Lexicon lookup

In the module Word, grapheme-to-phoneme conversion takes place. This process is divided into three steps:

  1. Festival first tries to find the word in the addenda lexicon. This is a supplement to the lexicon which typically contains some user specific entries. Entries can be added using the scheme-function ``lex.add.entry''. For the German lexicons it is called sampa_addenda and is defined in the file ims_german_lexicons.scm.
  2. If the word is not found in the addenda lexicon, it is looked up in the compiled lexicon. This is done by a binary search in the compiled lexicon. We currently use two different full-form lexicons: the BOMP lexicon [5] from the University of Bonn, Germany, which is distributed together with the Open-Source version of IMS German Festival, and the Celex lexicon [1]. German lexicons are in the directory festival/lib/german/dicts/.
  3. Since German wordforms are highly productive, many words are not found in the lexicon.

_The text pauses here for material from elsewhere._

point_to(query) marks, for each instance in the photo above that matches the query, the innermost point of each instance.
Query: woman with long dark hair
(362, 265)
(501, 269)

These words are converted to their transcription using letter-to-sound (LTS) rules are used. Since these rules often provide unsatisfying results, as many words of the application domain as possible should be in the lexicon. The LTS rules can be found in the fileims_german_lts.scm

For a language like German, which is rich in derivations and compounds it is very helpful to have a morphological component with a lemma lexicon instead of a full-form lexicon. Currently, such a component is being developed at the IMS.